Exceptionally High- g lum Circularly Polarized Lasers Empowered by Strong 2D-Chiroptical Response in a Host-Guest Supramolecular Microcrystal.

Circularly polarized (CP) lasers hold tremendous potential for advancing spin information communication and display technologies. Organic materials are emerging candidates for high-performance CP lasers because of their abundant chiral structures and excellent gain characteristics. However, their dissymmetry factor ( g lum ) in CP emission is typically low due to the weak chiral light matter interactions. Here, we presented an effective approach to significantly amplifying g lum by leveraging the intrinsic 2D-chiroptical response of an anisotropic organic supramolecular crystal. The organic complex microcrystal was designed to exhibit large 2D-chiroptical activities through strong coupling interactions between their remarkable linear birefringence (LB) and high degree of fluorescence linear polarization.
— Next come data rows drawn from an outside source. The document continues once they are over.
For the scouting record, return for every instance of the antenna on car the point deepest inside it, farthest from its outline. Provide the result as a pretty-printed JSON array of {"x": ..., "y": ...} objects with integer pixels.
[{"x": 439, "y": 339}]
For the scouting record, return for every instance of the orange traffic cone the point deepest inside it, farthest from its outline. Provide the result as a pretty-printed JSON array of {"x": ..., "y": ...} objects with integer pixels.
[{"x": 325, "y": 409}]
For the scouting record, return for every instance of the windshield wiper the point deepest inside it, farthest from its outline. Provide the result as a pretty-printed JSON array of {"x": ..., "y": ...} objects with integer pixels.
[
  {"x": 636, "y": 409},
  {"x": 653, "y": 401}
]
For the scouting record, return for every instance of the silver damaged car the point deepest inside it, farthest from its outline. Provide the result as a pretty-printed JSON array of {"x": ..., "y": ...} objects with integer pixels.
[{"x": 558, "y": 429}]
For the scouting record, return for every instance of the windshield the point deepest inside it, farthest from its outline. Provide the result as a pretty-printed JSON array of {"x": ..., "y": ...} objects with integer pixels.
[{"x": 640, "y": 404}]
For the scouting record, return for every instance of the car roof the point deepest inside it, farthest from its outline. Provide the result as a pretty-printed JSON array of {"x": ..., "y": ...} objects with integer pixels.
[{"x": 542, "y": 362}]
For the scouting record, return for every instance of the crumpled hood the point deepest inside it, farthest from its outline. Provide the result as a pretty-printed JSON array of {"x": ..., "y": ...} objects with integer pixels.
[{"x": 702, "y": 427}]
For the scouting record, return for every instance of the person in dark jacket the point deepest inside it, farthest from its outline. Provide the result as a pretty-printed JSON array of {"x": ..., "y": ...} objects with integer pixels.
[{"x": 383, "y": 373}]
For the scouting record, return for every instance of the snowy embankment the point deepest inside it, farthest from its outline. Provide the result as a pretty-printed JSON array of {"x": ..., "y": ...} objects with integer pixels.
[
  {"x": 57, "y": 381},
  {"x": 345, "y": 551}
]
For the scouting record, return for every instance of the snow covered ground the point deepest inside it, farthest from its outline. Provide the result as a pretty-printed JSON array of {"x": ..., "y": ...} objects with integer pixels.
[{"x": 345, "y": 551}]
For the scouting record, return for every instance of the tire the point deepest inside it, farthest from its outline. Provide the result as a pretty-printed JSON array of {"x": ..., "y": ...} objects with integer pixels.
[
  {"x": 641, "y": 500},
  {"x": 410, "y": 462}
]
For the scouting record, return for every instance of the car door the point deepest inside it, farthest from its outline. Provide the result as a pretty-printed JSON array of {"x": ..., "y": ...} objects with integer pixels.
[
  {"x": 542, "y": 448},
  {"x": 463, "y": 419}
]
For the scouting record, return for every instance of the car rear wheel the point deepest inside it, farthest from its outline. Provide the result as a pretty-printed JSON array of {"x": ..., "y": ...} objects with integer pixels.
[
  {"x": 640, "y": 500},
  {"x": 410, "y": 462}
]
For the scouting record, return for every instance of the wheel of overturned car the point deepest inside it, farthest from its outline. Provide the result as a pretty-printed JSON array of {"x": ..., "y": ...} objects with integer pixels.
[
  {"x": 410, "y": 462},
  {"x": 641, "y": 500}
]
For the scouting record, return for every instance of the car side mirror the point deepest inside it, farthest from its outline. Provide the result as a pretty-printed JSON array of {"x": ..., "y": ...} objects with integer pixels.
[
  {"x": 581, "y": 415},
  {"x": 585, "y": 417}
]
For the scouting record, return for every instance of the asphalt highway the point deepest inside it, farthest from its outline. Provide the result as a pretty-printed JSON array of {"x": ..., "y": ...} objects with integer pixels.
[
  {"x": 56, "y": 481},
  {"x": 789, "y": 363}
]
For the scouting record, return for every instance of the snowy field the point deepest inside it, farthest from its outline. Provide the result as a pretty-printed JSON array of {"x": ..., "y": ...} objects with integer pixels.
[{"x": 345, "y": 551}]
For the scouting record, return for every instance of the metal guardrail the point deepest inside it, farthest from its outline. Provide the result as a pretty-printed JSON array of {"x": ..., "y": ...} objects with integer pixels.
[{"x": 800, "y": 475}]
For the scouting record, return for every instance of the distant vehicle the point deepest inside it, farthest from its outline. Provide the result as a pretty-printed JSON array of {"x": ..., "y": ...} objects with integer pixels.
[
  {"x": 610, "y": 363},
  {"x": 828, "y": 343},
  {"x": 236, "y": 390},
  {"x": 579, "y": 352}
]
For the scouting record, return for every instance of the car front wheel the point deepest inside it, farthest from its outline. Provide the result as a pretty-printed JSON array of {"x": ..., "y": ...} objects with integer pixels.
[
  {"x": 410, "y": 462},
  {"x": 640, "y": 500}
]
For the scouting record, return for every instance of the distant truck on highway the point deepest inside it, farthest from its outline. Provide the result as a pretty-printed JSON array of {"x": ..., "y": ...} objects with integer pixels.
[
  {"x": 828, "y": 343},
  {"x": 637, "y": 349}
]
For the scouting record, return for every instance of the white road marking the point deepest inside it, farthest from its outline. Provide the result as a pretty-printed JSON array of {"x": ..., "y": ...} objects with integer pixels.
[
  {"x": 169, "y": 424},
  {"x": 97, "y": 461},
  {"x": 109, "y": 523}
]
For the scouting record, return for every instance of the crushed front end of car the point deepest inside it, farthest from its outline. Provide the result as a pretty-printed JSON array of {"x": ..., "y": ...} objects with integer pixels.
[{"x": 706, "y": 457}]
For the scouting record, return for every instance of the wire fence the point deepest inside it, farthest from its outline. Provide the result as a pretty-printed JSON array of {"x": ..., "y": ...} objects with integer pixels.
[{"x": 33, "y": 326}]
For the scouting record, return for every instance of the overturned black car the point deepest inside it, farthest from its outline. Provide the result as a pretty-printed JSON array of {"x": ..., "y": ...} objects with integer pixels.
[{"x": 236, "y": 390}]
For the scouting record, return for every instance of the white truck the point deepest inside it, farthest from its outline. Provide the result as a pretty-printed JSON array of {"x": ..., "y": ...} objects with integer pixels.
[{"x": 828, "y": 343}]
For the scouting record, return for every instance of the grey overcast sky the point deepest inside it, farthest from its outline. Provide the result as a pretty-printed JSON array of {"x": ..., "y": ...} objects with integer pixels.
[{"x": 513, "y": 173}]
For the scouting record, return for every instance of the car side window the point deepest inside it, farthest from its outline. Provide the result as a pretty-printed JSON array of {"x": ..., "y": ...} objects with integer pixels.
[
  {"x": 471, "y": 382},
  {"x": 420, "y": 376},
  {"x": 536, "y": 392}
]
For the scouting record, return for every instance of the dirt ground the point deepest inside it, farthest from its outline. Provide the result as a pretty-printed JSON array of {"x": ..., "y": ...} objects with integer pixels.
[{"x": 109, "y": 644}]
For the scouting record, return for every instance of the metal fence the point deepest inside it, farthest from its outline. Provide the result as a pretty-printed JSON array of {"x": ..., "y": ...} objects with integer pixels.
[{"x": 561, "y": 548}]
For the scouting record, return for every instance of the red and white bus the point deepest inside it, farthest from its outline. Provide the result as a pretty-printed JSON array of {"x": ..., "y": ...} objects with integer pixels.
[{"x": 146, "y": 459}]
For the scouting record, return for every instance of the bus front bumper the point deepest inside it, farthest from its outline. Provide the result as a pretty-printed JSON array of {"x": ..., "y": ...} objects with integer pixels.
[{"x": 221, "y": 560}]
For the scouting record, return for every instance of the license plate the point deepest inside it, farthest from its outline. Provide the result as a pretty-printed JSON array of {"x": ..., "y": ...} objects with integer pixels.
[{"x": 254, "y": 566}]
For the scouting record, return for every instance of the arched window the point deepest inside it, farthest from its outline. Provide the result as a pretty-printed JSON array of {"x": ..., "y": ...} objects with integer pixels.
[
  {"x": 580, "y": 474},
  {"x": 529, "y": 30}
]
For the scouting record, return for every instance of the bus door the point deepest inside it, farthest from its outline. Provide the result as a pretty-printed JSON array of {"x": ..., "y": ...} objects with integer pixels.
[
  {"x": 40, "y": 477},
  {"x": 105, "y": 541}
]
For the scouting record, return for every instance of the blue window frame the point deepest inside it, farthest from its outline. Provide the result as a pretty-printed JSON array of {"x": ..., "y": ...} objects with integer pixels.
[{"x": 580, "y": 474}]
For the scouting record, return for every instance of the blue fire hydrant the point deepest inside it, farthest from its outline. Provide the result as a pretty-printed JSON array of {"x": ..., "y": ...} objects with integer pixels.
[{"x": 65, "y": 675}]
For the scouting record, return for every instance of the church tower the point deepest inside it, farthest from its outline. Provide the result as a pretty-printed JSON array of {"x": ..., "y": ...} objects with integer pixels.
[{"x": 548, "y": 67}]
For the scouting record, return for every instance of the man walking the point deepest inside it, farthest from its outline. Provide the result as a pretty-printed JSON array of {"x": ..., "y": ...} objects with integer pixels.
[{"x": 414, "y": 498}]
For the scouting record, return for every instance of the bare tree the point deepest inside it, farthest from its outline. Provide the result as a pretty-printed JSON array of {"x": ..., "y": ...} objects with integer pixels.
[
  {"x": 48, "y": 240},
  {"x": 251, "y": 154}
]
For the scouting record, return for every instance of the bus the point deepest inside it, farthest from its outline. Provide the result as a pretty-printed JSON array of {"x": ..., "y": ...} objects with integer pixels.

Such 2D-chiroptical response can be further enhanced by the stimulated emission resulted from an increased degree of linear polarization, yielding a nearly pure CP laser with an exceptionally high g lum of up to 1.78. Moreover, exploiting the extreme susceptibility of LB to temperature, we demonstrate a prototype of temperature-controlled chiroptical switches. These findings offer valuable insights for harnessing organic crystals to facilitate the development of high-performance CP lasers and other chiroptical devices.